アマリーを出てフィーに乗ってリャンカに向かう。
「ロマージュは順調かな?」
「ササエの屋敷に転移陣を刻むまで問題が出ない事を祈るしかないね。」
人形さん達が頑張ってくれる事を祈るしかないのか。トラブルとか起きないと良いな。自律性を持ってるから大丈夫だとは思うけど。
「カイは一度にどれくらい人形を動かせるの?」
「一番多く動かした時5千体動かしたから、最低でもそれくらい動かせるけど。」
「5千の人形、今みんな持ってるの?」
5千体動かすほどの魔力があるっていうのも驚きだけど、それ以前に5千体も人形を作ったってことが驚きなんだけど。1日何体のペースで作ったの?素材だってただじゃないだろうし…宮廷魔術師だったからそれなりにお金は持ってたんだろうけど…

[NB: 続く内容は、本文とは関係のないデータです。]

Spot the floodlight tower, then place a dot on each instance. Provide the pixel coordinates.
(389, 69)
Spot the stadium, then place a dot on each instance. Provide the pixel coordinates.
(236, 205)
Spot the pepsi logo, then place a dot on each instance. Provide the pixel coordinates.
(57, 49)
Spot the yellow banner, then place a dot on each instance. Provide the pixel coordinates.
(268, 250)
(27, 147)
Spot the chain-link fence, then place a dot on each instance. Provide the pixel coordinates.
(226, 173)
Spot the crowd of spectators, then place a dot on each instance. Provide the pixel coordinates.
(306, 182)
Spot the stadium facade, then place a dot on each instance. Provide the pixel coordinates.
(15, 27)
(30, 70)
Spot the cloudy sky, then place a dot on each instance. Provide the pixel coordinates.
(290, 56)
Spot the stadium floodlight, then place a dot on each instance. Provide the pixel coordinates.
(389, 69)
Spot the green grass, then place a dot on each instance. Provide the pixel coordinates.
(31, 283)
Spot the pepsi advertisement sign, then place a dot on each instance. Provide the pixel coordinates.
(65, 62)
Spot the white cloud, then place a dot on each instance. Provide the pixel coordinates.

「ははは。戦争する訳じゃないからそんなに必要ないよ。今は2千位持ってきて、あとは拠点においてある。」
「拠点か~」
前に内緒って言われちゃったからどことは聞けないけど、3千体の人形置くスペースがある所なんだよね。
「拠点はリアロのうんと西側にある孤島だよ。」
「…教えちゃっていいの?」
「サトコになら知られても構わないよ。」
それは私を信頼しているからでしょうか?それとも単にそこまで行けないだろうと思ってるから?
「ありがと。」
5千動かした時は戦争したんだろうな。
「5千動かした時は国一つ乗っ取ってリアロの領土にしちゃった。」
リアロがカイを失って大慌てする理由もわかる気がするなあ。国一つ乗っ取れる超優秀な魔術師。うん、他国に渡したらいけない人財だ。
「そっかあ…戦争からは遠い世代で生きてたからちょっと想像つかないよ。」
「平和だったんだね。」
「うん。」
かなり平和ボケしてるよ。戦争のこと聞いても上手く想像できないや。
「でも聞いただけで思う。5千体もの食事も睡眠も必要としない強靭で裏切らない軍隊とか怖いよ。」
「相手国は怖かっただろうね。でもね、サトコ。歴史は常に勝者の歴史だよ。弱い事は悪なんだ。」
じゃあ私は悪だね。
「私の世界にも『勝てば官軍負ければ賊軍』って言うことわざがあるよ。」
「その通りだね。」
「……うん。」
それはある意味正しい事柄なんだろう。弱ければ踏みにじられるだけだ。私も弱い。私はこの世界で生きていけないかもしれない。
「サトコは大丈夫だよ。」
「え?」
「オレがずっと傍にいて守るから。」
「……ありがと。」
カイは本気で私の傍にいるつもりらしい。何だか面映ゆい。どういうつもりなんだろう…私の事好きなのかな?それともただの庇護欲?もしかして私を利用したかったり?
分からない。
カイの気持ちがわからないよ。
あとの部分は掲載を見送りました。